Bioinformatics and Computational Biology
- Improve content and utility of databases.
- Develop better tools for data generation, capture, and annotation.
- Develop and improve tools and databases for comprehensive functional studies.
- Develop and improve tools for representing and analyzing sequence similarity and variation.
- Create mechanisms to support effective approaches for producing robust, exportable software that can be widely shared.
Training and Manpower
- Nurture the training of scientists skilled in genomics research.
- Encourage the establishment of academic career paths for genomic scientists.
- Increase the number of scholars who are knowledgeable in both genomic and genetic sciences and in ethics, law, or the social sciences.
October 1, 1998 to September 30, 2003
What are some of the pros and cons of gene testing?

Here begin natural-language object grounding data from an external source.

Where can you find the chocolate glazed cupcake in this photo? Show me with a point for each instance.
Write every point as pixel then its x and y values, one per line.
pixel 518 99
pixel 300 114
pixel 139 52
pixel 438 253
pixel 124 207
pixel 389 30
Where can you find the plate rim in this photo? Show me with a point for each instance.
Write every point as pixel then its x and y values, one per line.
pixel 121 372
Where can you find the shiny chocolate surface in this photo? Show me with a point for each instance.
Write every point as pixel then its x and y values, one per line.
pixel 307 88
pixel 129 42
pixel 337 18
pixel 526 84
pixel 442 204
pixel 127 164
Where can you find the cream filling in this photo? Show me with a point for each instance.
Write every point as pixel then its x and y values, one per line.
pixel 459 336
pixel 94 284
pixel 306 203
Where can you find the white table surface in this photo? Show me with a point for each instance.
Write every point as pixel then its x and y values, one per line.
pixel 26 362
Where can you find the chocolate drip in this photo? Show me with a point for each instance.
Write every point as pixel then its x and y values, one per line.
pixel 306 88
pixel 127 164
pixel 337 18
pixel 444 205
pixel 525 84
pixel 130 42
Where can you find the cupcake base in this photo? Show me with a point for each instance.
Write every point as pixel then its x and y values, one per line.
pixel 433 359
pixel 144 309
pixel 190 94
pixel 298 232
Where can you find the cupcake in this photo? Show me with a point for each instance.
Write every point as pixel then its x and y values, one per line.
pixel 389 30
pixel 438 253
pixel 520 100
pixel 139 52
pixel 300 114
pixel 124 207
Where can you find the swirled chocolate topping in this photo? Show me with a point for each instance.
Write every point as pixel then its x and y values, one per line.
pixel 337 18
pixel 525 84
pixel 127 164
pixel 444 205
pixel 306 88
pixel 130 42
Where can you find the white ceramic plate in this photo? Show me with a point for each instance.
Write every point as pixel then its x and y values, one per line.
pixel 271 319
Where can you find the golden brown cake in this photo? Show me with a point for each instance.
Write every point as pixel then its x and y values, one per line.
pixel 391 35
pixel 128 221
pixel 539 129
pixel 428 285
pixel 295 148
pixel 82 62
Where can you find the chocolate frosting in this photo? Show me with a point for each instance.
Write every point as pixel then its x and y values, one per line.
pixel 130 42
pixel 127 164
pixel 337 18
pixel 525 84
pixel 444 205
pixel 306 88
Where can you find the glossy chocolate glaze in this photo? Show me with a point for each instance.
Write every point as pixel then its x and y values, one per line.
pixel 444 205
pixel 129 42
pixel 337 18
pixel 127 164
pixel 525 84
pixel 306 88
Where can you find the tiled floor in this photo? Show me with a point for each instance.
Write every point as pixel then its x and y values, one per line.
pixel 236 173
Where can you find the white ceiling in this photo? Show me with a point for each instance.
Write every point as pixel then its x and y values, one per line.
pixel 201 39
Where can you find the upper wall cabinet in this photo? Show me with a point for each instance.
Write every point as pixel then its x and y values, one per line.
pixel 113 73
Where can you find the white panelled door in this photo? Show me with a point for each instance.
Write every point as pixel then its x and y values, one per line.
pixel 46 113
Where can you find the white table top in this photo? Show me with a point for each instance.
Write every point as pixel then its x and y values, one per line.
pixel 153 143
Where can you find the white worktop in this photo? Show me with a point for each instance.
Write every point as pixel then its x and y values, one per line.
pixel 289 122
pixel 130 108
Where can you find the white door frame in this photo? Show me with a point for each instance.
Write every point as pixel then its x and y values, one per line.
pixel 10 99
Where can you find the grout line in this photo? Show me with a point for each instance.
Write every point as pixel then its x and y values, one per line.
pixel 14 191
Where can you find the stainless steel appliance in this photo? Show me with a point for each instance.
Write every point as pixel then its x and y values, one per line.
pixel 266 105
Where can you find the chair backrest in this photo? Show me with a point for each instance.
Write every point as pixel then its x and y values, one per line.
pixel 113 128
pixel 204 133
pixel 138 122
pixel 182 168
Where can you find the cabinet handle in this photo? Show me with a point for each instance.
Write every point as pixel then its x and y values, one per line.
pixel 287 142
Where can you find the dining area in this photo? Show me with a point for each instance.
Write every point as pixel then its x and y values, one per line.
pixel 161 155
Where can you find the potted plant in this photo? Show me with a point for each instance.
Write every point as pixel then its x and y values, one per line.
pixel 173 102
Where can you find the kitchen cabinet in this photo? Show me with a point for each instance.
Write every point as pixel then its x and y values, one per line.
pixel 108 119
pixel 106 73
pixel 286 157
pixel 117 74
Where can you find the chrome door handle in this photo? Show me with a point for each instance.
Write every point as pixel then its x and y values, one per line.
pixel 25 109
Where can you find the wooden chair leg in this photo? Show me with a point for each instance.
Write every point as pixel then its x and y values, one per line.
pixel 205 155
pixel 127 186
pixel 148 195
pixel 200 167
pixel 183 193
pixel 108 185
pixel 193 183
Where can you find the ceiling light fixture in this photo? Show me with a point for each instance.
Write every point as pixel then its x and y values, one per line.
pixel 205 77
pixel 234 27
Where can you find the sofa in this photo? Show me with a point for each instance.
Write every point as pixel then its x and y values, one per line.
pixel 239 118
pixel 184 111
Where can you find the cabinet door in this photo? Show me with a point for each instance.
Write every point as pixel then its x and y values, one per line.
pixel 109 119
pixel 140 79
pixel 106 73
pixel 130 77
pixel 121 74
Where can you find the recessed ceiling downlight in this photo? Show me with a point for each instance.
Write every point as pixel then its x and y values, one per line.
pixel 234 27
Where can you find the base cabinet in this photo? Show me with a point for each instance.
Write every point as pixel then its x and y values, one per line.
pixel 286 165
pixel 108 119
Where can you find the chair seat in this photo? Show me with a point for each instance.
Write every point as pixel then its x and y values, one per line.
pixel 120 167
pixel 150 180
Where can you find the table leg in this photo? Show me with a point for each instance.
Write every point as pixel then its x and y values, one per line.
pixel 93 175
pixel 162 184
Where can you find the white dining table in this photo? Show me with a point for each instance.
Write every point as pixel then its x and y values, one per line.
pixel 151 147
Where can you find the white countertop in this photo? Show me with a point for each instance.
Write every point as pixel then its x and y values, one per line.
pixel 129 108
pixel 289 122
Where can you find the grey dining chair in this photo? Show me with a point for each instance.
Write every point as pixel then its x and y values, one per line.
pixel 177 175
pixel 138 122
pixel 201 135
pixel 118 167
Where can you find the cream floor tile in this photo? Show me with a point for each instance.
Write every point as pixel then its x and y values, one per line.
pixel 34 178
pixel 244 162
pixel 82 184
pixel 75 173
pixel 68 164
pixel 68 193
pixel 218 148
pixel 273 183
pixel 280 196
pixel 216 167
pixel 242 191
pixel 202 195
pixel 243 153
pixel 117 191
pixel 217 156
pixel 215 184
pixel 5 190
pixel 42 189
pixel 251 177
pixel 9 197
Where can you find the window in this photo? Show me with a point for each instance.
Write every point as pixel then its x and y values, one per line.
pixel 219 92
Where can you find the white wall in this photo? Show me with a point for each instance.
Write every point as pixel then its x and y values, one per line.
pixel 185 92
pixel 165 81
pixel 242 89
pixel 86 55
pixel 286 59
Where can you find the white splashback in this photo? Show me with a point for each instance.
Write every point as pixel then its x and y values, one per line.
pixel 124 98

Gene testing already has dramatically improved lives. Some tests are used to clarify a diagnosis and direct a physician toward appropriate treatments, while others allow families to avoid having children with devastating diseases or identify people at high risk for conditions that may be preventable. Aggressive monitoring for and removal of colon growths in those inheriting a gene for familial adenomatous polyposis, for example, has saved many lives. On the horizon is a gene test that will provide doctors with a simple diagnostic test for a common iron-storage disease, transforming it from a usually fatal condition to a treatable one. Commercialized gene tests for adult-onset disorders such as Alzheimer's disease and some cancers are the subject of most of the debate over gene testing. These tests are targeted to healthy (presymptomatic) people who are identified as being at high risk because of a strong family medical history for the disorder. The tests give only a probability for developing the disorder. One of the most serious limitations of these susceptibility tests is the difficulty in interpreting a positive result because some people who carry a disease-associated mutation never develop the disease. Scientists believe that these mutations may work together with other, unknown mutations or with environmental factors to cause disease.

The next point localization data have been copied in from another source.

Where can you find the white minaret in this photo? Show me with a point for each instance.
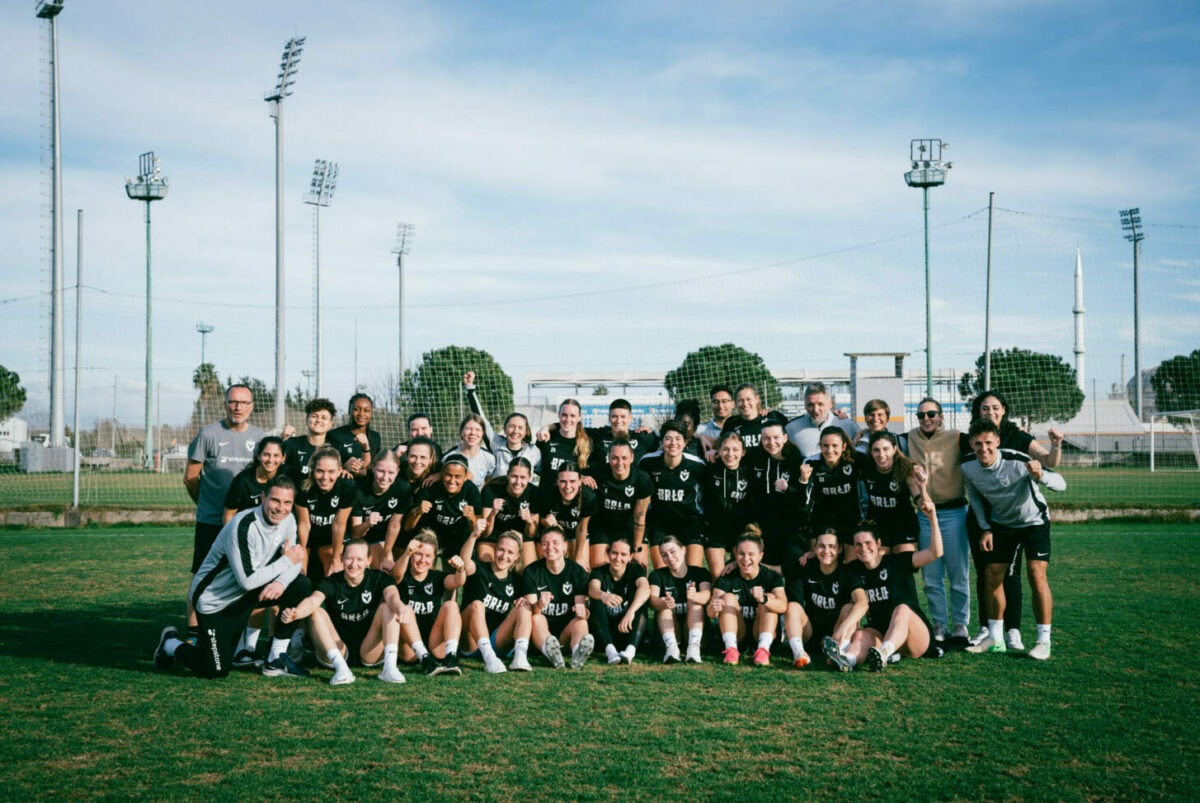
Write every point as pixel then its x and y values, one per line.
pixel 1079 321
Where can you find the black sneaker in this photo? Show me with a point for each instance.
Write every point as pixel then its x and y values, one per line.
pixel 450 664
pixel 161 659
pixel 283 666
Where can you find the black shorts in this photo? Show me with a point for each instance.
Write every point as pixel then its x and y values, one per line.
pixel 202 541
pixel 1007 540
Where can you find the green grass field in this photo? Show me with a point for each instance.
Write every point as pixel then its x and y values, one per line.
pixel 1114 714
pixel 1086 487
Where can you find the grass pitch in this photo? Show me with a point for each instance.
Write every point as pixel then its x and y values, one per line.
pixel 1114 714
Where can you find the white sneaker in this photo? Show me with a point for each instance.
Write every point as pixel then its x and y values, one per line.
pixel 1013 640
pixel 391 675
pixel 581 652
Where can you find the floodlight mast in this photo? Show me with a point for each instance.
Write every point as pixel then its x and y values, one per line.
pixel 48 10
pixel 405 233
pixel 321 193
pixel 149 186
pixel 288 67
pixel 928 171
pixel 1131 222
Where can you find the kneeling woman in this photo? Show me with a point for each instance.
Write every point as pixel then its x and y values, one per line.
pixel 556 592
pixel 750 597
pixel 619 592
pixel 490 600
pixel 353 617
pixel 430 622
pixel 816 594
pixel 678 595
pixel 883 591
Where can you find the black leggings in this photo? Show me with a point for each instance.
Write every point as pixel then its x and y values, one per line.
pixel 213 653
pixel 604 627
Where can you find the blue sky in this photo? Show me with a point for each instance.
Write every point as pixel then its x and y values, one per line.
pixel 657 175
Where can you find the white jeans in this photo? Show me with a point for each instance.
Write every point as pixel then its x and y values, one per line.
pixel 953 565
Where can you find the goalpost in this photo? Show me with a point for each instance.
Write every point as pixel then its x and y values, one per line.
pixel 1171 435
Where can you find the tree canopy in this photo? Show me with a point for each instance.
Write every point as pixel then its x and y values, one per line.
pixel 12 395
pixel 1176 383
pixel 436 388
pixel 1038 387
pixel 726 364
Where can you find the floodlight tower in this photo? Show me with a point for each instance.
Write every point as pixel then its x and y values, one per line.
pixel 205 329
pixel 288 66
pixel 405 233
pixel 928 171
pixel 149 186
pixel 1131 222
pixel 321 193
pixel 48 10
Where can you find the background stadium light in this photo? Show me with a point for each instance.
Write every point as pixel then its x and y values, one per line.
pixel 1131 222
pixel 928 171
pixel 405 233
pixel 288 67
pixel 149 186
pixel 321 193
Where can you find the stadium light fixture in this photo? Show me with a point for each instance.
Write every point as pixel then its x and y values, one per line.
pixel 928 171
pixel 1131 223
pixel 149 186
pixel 321 193
pixel 288 67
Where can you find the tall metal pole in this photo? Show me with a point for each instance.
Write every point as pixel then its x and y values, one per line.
pixel 75 426
pixel 49 10
pixel 987 313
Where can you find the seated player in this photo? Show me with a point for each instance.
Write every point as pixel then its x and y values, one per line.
pixel 556 592
pixel 353 616
pixel 619 592
pixel 749 598
pixel 430 622
pixel 678 595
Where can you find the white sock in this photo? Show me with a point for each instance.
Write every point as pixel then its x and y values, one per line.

A limitation of all medical testing is the possibility for laboratory errors. These might be due to sample misidentification, contamination of the chemicals used for testing, or other factors.
Many in the medical establishment feel that uncertainties surrounding test interpretation, the current lack of available medical options for these diseases, the tests' potential for provoking anxiety, and risks for discrimination and social stigmatization could outweigh the benefits of testing.